In rendering this opinion, we have assumed and relied upon, without independent investigation, (i) the authenticity, completeness, truth and due authorization and execution of all documents submitted to us as originals, (ii) the genuineness of all signatures on all documents submitted to us as originals, and (iii) the conformity to the originals of all documents submitted to us as certified, electronic or photostatic copies. We have also assumed that any sales of Shares made pursuant to the Prospectus Supplement and the Sales Agreement will not exceed the limitations imposed by Rule 415 under the Securities Act.

 

The law covered by our opinion is limited to the federal statutes, judicial decisions and rules and regulations of the governmental agencies of the United States of America and the statutes, judicial and administrative decisions and rules and regulations of the governmental agencies of the State of Delaware. We are not rendering any opinion as to compliance with any federal or state law, rule, or regulation relating to the sale or issuance of securities, except to the extent that such compliance is related to the validity of the Shares. This opinion letter is being furnished in connection with the requirements of Item 601(b)(5) of the Commission’s Regulation S-K, and we express no opinion as to any matter pertaining to the contents of the Registration Statement, the Prospectus, the Prospectus Supplement or any amendments or supplements thereto, other than as expressly stated herein with respect to the validity of the Shares.

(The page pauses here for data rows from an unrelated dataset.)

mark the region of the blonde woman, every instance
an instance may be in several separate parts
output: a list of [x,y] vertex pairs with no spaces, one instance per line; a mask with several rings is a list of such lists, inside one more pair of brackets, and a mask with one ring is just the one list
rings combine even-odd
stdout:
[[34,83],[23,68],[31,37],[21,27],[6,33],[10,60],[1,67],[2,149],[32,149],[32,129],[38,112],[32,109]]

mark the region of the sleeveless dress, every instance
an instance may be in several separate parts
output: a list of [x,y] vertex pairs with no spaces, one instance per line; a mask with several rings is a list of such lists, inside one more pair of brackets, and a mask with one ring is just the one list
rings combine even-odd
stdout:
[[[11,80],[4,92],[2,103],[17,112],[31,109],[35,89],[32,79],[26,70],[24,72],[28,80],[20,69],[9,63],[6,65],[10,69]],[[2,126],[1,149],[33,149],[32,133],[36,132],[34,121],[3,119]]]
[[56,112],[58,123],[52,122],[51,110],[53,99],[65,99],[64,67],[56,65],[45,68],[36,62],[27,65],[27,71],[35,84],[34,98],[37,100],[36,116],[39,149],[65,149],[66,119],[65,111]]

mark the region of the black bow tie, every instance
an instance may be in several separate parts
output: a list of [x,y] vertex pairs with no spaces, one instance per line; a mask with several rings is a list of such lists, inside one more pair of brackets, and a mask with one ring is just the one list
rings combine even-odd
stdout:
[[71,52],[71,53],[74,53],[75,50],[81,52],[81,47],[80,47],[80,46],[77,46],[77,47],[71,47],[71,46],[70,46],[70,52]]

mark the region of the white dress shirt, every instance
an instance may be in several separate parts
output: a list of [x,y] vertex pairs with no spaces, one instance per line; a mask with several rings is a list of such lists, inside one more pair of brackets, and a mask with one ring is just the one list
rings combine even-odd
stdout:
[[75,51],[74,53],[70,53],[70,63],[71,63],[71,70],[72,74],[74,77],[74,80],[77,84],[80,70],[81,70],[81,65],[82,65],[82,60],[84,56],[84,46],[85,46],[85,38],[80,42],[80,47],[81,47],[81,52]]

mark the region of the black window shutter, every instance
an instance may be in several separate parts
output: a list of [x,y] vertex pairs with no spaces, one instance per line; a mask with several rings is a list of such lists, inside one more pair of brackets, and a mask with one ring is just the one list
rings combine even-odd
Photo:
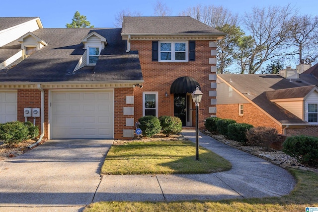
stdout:
[[153,61],[158,61],[158,41],[153,41]]
[[189,41],[189,61],[195,61],[195,41]]

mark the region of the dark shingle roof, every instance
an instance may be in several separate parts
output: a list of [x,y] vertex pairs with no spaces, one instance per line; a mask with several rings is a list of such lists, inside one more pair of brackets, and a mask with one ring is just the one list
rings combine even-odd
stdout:
[[[102,50],[96,66],[73,72],[85,51],[81,39],[93,31],[105,37],[108,45]],[[142,80],[138,54],[126,53],[126,41],[120,32],[120,28],[38,29],[32,33],[48,46],[8,71],[1,72],[0,82]]]
[[124,17],[122,34],[225,34],[191,17]]
[[275,99],[273,98],[278,97],[281,98],[282,91],[294,91],[298,96],[302,92],[307,92],[309,89],[311,90],[314,86],[308,86],[309,83],[307,82],[296,82],[294,80],[291,82],[290,80],[277,75],[219,74],[218,76],[280,122],[307,123],[270,101],[270,99]]
[[0,31],[16,26],[38,17],[0,17]]

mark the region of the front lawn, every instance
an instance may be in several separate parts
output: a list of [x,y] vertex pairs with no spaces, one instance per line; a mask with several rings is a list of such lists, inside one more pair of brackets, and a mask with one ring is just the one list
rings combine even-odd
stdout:
[[291,194],[281,198],[175,202],[99,202],[84,210],[91,212],[305,212],[318,207],[318,174],[291,169],[297,180]]
[[113,145],[101,168],[103,174],[211,173],[231,169],[231,163],[188,141],[133,141]]

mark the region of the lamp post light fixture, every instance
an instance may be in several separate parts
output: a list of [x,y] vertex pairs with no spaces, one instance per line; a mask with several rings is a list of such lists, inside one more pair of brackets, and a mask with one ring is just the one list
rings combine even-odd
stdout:
[[195,91],[191,95],[195,104],[195,160],[199,160],[199,104],[203,94],[199,90],[199,86],[196,86]]

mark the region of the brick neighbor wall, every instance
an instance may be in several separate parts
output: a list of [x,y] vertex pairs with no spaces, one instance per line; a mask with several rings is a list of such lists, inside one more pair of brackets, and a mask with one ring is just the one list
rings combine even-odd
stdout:
[[[131,41],[132,51],[138,50],[145,83],[142,89],[136,87],[134,89],[135,121],[143,116],[143,92],[158,92],[158,115],[173,115],[173,94],[170,94],[170,88],[174,80],[180,77],[189,76],[199,82],[201,91],[204,94],[199,111],[199,127],[204,128],[204,120],[215,113],[209,113],[211,99],[209,91],[215,91],[211,88],[211,83],[215,81],[209,80],[209,75],[215,75],[211,72],[211,66],[215,64],[209,63],[211,50],[216,47],[209,47],[209,41],[196,41],[195,61],[186,62],[153,62],[152,58],[152,41]],[[166,97],[165,94],[168,94]],[[192,108],[195,108],[192,103]],[[192,110],[192,126],[195,125],[195,111]]]
[[273,127],[283,133],[282,127],[251,104],[243,104],[243,115],[238,115],[238,104],[217,105],[217,117],[230,118],[238,123],[247,123],[254,126]]

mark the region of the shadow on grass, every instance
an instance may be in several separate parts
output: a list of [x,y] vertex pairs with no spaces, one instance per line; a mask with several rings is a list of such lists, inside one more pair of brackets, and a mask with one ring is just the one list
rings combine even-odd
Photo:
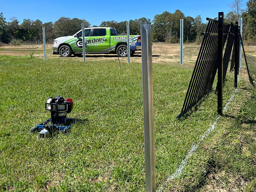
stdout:
[[[160,57],[161,55],[152,55],[152,57]],[[141,57],[141,55],[133,55],[132,56],[131,56],[131,57]],[[60,57],[61,57],[60,56]],[[83,57],[83,55],[71,55],[70,57]],[[106,58],[117,58],[117,56],[116,53],[112,54],[108,54],[107,53],[104,54],[104,53],[99,54],[98,55],[86,55],[85,58],[99,58],[99,57],[105,57]]]

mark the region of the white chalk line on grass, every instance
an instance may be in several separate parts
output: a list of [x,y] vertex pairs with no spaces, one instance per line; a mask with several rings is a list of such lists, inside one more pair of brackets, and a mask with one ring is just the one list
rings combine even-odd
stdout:
[[[227,109],[228,108],[228,105],[230,103],[231,101],[233,99],[233,98],[235,96],[235,94],[237,90],[237,89],[236,89],[233,92],[231,97],[229,99],[229,100],[228,100],[228,103],[227,103],[227,104],[225,106],[225,107],[224,107],[224,108],[223,109],[222,111],[223,112],[227,110]],[[214,130],[214,128],[215,128],[215,126],[217,124],[217,122],[220,119],[220,116],[218,116],[218,117],[216,118],[216,119],[215,120],[215,121],[213,124],[212,125],[211,127],[210,127],[210,128],[209,128],[209,129],[205,132],[204,132],[203,135],[201,136],[201,138],[200,138],[200,139],[199,140],[197,143],[195,145],[192,145],[192,146],[191,147],[191,149],[190,149],[190,151],[189,151],[189,152],[188,152],[188,153],[187,154],[186,158],[184,159],[183,159],[182,161],[181,161],[181,162],[180,163],[180,167],[176,170],[176,171],[174,173],[171,175],[171,176],[167,178],[166,181],[164,182],[164,184],[163,184],[163,185],[161,186],[161,187],[160,188],[158,191],[159,192],[162,192],[164,188],[166,186],[166,185],[167,185],[171,180],[173,179],[175,179],[177,176],[180,175],[181,173],[181,172],[183,170],[183,169],[184,168],[184,167],[188,163],[188,159],[189,158],[189,157],[190,157],[190,156],[191,156],[193,154],[193,153],[194,153],[194,152],[196,150],[196,149],[197,146],[198,146],[198,145],[200,144],[202,141],[203,141],[203,140],[208,135],[211,133]]]

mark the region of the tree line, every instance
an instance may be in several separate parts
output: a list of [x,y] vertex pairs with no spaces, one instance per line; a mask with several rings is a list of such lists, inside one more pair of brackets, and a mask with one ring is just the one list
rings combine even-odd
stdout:
[[[239,17],[243,18],[243,38],[244,41],[256,42],[256,0],[249,0],[245,9],[243,0],[235,0],[229,5],[231,11],[225,15],[224,22],[235,23]],[[217,18],[213,18],[215,19]],[[166,11],[157,14],[151,21],[144,17],[129,21],[130,33],[132,35],[140,34],[141,24],[152,25],[152,38],[154,42],[178,43],[180,41],[180,22],[183,19],[184,40],[187,42],[200,42],[207,24],[202,21],[200,15],[193,18],[185,16],[180,10],[172,13]],[[85,28],[90,26],[90,23],[84,19],[71,19],[62,17],[54,22],[43,23],[39,20],[33,20],[24,19],[20,24],[15,17],[7,22],[2,13],[0,13],[0,42],[4,43],[18,44],[23,41],[40,41],[42,39],[42,27],[44,26],[47,41],[62,36],[72,35],[81,29],[81,23]],[[96,26],[93,27],[98,27]],[[110,27],[116,28],[118,34],[126,33],[125,21],[115,20],[104,21],[99,27]]]

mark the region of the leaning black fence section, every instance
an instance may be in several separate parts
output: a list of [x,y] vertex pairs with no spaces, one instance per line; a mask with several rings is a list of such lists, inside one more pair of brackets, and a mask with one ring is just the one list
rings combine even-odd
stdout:
[[[177,116],[181,117],[191,109],[196,103],[207,95],[212,88],[212,85],[218,68],[220,59],[218,55],[221,51],[218,51],[220,47],[222,50],[227,39],[230,24],[223,23],[223,12],[219,13],[219,21],[207,18],[209,21],[199,52],[196,65],[192,74],[188,88],[186,94],[180,114]],[[220,23],[221,22],[221,23]],[[220,26],[222,28],[219,30]],[[220,38],[222,40],[220,41]],[[220,46],[219,41],[222,44]],[[232,47],[232,46],[231,46]],[[223,53],[221,54],[223,55]],[[221,59],[223,59],[221,56]],[[223,69],[221,62],[221,68]],[[221,70],[221,79],[223,71]],[[221,80],[222,81],[222,80]],[[221,86],[221,88],[222,86]],[[220,94],[222,94],[220,92]],[[218,110],[219,111],[219,110]]]

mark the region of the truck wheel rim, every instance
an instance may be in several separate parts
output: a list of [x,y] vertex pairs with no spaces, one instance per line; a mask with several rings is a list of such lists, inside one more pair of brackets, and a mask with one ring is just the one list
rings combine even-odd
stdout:
[[120,55],[125,55],[127,54],[127,49],[124,47],[120,47],[118,50],[118,52]]
[[60,50],[60,53],[63,56],[66,56],[68,54],[68,50],[67,47],[63,47]]

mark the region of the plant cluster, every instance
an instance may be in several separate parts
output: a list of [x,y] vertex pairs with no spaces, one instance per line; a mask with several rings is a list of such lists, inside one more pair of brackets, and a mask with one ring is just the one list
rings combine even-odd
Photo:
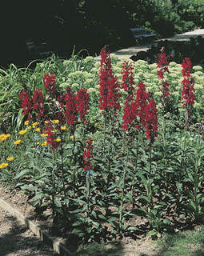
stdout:
[[137,236],[140,218],[158,237],[202,222],[202,68],[169,62],[164,48],[158,59],[117,62],[104,46],[100,63],[48,62],[37,78],[19,75],[1,183],[80,242]]

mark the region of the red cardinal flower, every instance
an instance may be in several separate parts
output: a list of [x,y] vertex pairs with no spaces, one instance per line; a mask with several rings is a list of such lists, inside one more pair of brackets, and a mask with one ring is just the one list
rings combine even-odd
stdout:
[[90,164],[90,159],[93,158],[92,148],[93,140],[88,139],[87,145],[83,152],[84,170],[90,170],[93,168]]
[[86,123],[85,115],[89,110],[90,94],[87,93],[86,89],[80,89],[75,97],[76,109],[79,114],[79,118]]
[[170,90],[169,86],[170,84],[165,80],[165,72],[168,72],[168,66],[169,62],[167,61],[166,54],[164,51],[164,47],[161,49],[161,53],[158,54],[158,60],[157,66],[160,68],[160,70],[158,71],[158,78],[162,79],[162,94],[161,96],[162,98],[162,106],[166,106],[168,104],[168,101],[170,99]]
[[73,125],[75,127],[77,122],[77,106],[75,98],[70,87],[66,89],[66,94],[64,96],[66,102],[66,120],[68,125]]
[[132,94],[134,90],[133,70],[132,63],[129,63],[128,62],[123,62],[122,66],[122,86],[129,94]]
[[31,110],[32,110],[32,101],[30,98],[27,87],[26,85],[22,85],[22,90],[19,94],[19,98],[21,98],[22,103],[21,106],[23,109],[22,114],[28,114],[28,120],[31,119]]
[[33,110],[36,111],[36,118],[44,114],[44,98],[41,90],[35,90],[33,95]]
[[191,70],[191,62],[189,58],[185,58],[182,63],[182,75],[183,80],[182,82],[182,101],[183,102],[183,106],[186,108],[186,125],[188,127],[189,125],[189,118],[191,114],[192,106],[194,104],[194,81],[190,78],[190,70]]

Philadelphia, PA • Malvern, PA • Cherry Hill, NJ • Wilmington, DE • Washington, DC • New York, NY • Chicago, IL

A Pennsylvania Limited Liability Partnership

 

 

Blonder Tongue Laboratories, Inc.

August 16, 2021

Page 2

 

In addition, our opinions are limited and qualified in all respects by the effects of (i) general principles of equity and limitations on availability of equitable relief, including specific performance, whether applied by a court of law or equity, and (ii) bankruptcy, insolvency, reorganization, moratorium, arrangement, fraudulent conveyance or fraudulent transfer, receivership, and other laws now or hereafter in force affecting the rights and remedies of creditors generally (not just creditors of specific types of debtors) and other laws now or hereafter in force affecting generally only creditors of specific types of debtors.

 

This opinion letter is given only with respect to laws and regulations presently in effect. We assume no obligation to advise you of any changes in law or regulation which may hereafter occur, whether the same are retroactively or prospectively applied, or to update or supplement this letter in any fashion to reflect any facts or circumstances which hereafter come to our attention.

 

Based upon, and subject to, the foregoing, subject to the qualifications, assumptions and limitations herein stated, we are of the opinion that when the Shares have been issued and delivered upon payment in full of the consideration therefor as described in the Registration Statement, the Prospectus, Prospectus Supplement and the Sales Agreement, the Shares will be validly issued, fully paid and nonassessable..

 

This opinion is to be used only in connection with the Registration Statement and the offering of the Shares described herein. This opinion is for your benefit and may be relied upon by you and by persons entitled to rely upon it pursuant to the applicable provisions of the Securities Act.

 

We hereby consent to your filing of this opinion as an exhibit to the Company's Current Report on Form 8-K dated August 16, 2021 and we further consent to the reference to our firm under the caption "Legal Matters" in the Prospectus and the Prospectus Supplement, and to any reference to our firm in the Registration Statement as legal counsel who have passed upon the validity of the Shares proposed to be issued thereunder. In giving such consent, we do not hereby admit that we are "experts" within the meaning of the Securities Act, or the Rules and Regulations of the Commission issued thereunder, with respect to any part of the Registration Statement, including this exhibit.